With her team, she works with patient data to improve care, "Imagine young doctors. They learn their craft best by looking over the shoulders of experienced colleagues." She wants to transfer this intuitive knowledge from highly specialized professionals into a database fed with data from hospitals around the world. The computer will thus become what she calls in English the "super expert doctor." That becomes especially valuable, she says, when standard procedures don't work in treatment. "In heart surgery, for example, patients are often given a drug that prevents blood clots from forming," Narges Ahmidi says. For most patients, it works exactly as planned - "but then there are always a few people whose bodies react very differently to it, and in some, blood clots even form as a result of the drug." With artificial intelligence, her approach is, it could one day be possible to filter out who is most likely to respond incorrectly to the drugs based on information about the patient and his or her pre-existing conditions alone - and in time, even before surgery. Such examples, she adds, exist in all medical fields.

IT expert in medical research 

"I'm proud of the fact that our work is very close to clinical applications," says Narges Ahmidi. That's exactly how she went from being an IT expert to working in the medical field at the beginning of her career: She made the long journey from Tehran to Johns Hopkins University in the U.S. city of Baltimore - a university that is particularly famous for its medical research and where she still heads a research group today. "I had a professor there who inspired me a lot," Ahmidi recalls, so she specialized in working with health data, as did her mentor. And it also runs in her family, she says with a grin: There are engineers in her family, but her older brother is a doctor. She's now the one connecting the two strands.

Courage instead of comfort

When she talks about it, she prefers to do so in English. "My German is still getting better," she says then. And then she switches to German when she talks about her life in Munich.

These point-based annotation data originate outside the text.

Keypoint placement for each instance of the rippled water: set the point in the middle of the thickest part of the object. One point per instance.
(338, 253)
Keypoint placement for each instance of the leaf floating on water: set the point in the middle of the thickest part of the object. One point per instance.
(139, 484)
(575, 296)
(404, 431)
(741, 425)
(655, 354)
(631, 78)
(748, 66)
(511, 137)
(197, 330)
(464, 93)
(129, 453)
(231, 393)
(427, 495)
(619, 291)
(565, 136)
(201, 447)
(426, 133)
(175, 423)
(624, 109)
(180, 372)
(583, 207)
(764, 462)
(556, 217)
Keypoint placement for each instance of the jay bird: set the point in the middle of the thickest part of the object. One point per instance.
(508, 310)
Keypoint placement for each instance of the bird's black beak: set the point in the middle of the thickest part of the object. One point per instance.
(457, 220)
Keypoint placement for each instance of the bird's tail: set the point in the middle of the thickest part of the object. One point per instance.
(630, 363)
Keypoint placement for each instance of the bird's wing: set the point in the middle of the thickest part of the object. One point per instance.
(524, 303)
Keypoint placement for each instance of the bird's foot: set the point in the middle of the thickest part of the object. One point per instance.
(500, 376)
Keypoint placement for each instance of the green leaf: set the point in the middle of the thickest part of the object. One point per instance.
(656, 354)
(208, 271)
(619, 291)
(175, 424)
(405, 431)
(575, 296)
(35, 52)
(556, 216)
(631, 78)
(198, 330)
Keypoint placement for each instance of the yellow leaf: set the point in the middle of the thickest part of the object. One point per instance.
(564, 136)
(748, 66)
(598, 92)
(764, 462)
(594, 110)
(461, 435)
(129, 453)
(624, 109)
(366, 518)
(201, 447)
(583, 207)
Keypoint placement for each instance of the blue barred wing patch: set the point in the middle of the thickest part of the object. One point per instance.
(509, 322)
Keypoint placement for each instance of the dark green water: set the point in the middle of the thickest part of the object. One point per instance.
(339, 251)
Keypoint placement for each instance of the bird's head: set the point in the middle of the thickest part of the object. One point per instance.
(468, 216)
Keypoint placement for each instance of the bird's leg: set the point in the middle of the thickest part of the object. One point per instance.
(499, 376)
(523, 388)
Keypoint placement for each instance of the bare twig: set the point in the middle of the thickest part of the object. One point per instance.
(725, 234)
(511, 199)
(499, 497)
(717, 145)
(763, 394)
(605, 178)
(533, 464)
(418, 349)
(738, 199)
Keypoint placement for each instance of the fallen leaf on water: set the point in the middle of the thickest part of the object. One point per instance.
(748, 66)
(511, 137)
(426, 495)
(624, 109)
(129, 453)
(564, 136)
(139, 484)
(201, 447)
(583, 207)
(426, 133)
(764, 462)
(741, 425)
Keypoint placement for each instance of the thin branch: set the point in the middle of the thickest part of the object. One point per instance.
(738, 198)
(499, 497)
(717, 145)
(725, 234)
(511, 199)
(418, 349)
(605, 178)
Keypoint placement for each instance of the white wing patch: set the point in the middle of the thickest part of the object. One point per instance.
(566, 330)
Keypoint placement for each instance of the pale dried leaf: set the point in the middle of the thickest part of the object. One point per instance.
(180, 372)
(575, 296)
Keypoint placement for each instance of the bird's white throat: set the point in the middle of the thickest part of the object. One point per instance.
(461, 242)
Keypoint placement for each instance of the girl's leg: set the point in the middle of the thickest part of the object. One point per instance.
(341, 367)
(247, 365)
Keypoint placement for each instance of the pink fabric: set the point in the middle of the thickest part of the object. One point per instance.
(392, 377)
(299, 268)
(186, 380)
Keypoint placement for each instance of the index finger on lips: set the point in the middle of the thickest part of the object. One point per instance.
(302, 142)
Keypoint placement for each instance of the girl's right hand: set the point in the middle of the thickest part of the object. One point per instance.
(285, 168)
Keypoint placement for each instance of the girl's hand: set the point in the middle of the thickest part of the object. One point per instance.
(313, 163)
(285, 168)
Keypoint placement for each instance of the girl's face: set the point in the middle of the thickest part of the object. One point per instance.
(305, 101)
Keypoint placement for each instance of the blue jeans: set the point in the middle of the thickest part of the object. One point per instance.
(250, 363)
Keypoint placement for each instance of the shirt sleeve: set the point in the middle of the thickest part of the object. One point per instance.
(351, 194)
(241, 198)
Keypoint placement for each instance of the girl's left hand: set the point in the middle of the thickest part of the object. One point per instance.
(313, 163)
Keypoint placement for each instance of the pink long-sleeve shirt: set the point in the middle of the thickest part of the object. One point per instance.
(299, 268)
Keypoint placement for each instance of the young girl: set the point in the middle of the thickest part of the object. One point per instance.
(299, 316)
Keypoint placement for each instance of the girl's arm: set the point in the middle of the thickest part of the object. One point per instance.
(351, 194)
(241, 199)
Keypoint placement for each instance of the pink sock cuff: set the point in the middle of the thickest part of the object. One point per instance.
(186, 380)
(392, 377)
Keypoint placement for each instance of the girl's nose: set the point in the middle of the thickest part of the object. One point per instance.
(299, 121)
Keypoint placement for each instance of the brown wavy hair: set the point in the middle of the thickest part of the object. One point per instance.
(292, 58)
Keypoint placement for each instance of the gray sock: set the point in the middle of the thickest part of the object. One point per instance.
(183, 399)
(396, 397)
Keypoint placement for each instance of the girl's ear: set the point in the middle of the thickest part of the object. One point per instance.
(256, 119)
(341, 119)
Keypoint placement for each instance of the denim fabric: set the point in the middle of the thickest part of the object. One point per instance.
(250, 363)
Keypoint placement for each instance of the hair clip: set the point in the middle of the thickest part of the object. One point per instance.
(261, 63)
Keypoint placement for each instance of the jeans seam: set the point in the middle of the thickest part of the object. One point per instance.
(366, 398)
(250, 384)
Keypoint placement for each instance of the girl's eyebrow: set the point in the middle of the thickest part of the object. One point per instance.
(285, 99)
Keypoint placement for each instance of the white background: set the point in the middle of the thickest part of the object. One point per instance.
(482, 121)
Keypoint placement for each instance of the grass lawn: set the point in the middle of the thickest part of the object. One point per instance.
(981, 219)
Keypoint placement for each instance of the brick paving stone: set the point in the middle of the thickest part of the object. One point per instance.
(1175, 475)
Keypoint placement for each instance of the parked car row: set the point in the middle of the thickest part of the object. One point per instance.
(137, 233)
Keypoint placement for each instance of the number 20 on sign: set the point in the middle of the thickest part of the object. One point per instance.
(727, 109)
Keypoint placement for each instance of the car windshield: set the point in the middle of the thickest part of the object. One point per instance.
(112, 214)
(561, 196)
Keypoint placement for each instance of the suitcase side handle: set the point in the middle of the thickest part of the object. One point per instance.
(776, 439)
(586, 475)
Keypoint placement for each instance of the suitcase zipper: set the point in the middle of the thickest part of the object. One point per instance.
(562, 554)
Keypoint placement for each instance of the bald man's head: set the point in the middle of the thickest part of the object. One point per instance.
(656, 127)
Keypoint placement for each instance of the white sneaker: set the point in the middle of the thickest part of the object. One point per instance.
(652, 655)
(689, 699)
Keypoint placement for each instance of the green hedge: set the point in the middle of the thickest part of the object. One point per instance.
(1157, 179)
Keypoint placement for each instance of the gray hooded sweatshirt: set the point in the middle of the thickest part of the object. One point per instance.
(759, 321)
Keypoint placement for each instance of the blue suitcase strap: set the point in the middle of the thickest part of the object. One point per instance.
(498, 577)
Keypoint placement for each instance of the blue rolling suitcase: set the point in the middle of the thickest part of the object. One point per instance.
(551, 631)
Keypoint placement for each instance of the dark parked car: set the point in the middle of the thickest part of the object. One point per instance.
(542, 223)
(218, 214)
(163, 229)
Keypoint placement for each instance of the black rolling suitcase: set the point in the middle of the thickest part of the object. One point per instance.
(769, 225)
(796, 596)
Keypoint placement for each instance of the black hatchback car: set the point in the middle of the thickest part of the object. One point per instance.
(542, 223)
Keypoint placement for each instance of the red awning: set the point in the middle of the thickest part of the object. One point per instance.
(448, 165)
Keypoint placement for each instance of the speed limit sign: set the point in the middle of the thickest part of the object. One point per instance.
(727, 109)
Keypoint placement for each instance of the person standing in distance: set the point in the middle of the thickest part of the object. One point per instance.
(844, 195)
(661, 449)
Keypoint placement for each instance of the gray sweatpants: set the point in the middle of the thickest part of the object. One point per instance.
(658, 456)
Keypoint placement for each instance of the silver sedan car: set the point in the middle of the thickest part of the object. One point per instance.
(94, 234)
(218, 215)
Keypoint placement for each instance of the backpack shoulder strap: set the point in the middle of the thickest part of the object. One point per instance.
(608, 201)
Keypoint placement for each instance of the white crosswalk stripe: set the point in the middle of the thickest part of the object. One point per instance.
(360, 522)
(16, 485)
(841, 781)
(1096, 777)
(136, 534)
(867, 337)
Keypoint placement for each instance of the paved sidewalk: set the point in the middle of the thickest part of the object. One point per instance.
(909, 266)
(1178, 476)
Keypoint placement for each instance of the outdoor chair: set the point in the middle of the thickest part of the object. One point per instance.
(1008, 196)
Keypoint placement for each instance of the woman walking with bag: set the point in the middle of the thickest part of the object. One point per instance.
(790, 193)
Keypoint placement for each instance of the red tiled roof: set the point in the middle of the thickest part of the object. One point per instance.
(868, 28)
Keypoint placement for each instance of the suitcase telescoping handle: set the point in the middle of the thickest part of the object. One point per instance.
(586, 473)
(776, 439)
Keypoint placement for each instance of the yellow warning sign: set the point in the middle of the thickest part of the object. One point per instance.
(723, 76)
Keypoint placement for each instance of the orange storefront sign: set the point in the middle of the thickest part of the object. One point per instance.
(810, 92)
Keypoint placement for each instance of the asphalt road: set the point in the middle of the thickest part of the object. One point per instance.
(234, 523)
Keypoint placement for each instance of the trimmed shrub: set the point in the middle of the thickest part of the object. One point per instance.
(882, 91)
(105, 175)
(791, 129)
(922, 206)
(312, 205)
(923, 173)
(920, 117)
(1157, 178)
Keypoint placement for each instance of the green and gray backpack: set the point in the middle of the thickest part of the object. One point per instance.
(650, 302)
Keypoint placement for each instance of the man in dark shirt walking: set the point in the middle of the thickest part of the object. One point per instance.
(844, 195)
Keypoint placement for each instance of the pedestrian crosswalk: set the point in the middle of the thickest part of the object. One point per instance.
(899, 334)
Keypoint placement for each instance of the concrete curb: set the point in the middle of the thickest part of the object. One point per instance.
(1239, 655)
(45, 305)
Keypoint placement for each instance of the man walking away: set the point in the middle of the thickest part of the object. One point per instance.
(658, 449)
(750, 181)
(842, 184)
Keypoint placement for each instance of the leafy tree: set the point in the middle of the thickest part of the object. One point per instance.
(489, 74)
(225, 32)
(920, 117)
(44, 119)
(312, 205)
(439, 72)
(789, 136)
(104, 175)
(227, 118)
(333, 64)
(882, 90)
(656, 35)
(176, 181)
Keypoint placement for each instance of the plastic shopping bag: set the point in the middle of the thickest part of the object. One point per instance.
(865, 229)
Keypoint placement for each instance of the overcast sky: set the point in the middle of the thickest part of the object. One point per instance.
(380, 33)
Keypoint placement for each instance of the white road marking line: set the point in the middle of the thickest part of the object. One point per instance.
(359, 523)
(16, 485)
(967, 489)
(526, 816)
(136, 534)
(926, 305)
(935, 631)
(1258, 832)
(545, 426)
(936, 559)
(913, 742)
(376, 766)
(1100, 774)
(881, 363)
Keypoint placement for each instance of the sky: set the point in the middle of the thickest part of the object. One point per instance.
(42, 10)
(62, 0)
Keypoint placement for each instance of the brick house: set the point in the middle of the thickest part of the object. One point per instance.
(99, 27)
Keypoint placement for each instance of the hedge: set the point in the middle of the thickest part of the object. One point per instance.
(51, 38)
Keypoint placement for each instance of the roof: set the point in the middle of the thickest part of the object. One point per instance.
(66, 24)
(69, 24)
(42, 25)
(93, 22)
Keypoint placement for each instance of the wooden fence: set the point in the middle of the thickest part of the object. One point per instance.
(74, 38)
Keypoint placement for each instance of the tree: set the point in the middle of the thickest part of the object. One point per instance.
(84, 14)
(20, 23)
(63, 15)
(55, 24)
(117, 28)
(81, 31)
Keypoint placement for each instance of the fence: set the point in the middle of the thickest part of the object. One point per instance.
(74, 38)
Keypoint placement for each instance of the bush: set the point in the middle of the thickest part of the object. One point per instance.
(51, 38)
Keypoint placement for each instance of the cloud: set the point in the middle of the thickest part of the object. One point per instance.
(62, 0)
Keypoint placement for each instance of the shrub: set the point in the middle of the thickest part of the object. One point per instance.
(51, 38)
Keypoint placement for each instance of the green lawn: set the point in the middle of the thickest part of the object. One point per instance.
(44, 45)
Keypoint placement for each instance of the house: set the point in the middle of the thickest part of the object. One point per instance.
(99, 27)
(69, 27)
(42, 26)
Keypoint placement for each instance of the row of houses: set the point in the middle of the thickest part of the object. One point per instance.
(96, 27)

Three keywords immediately come to mind, she says, beaming: "Cycling, museums, beer gardens." This Munich quality of life and education was a deciding factor for her to move to Bavaria three years ago. "My German husband also wanted to show our family Germany after we lived together in the U.S. for ten years," she says.

"I'm proud that our work is very close to clinical applications."

She had no idea of the challenges ahead when the decision was made to make the move. She did it the way it has worked time and again in her career: she rolled up her sleeves and just got going. She hasn't been afraid of opposition or setbacks for a long time. This has also been reflected in her pugnacious motto, which she places above her work: "Be brave in life! If we choose courage over comfort, we can make a difference."

Career Talk "Women in Data Science

Narges Ahmidi is one of the female scientists who will speak on April 14 at the Career Talk "How to become a Data Scientist? Career paths of women in Data Science". Helmholtz is organizing the digital event as a pre-event in the run-up to the Gender Summit.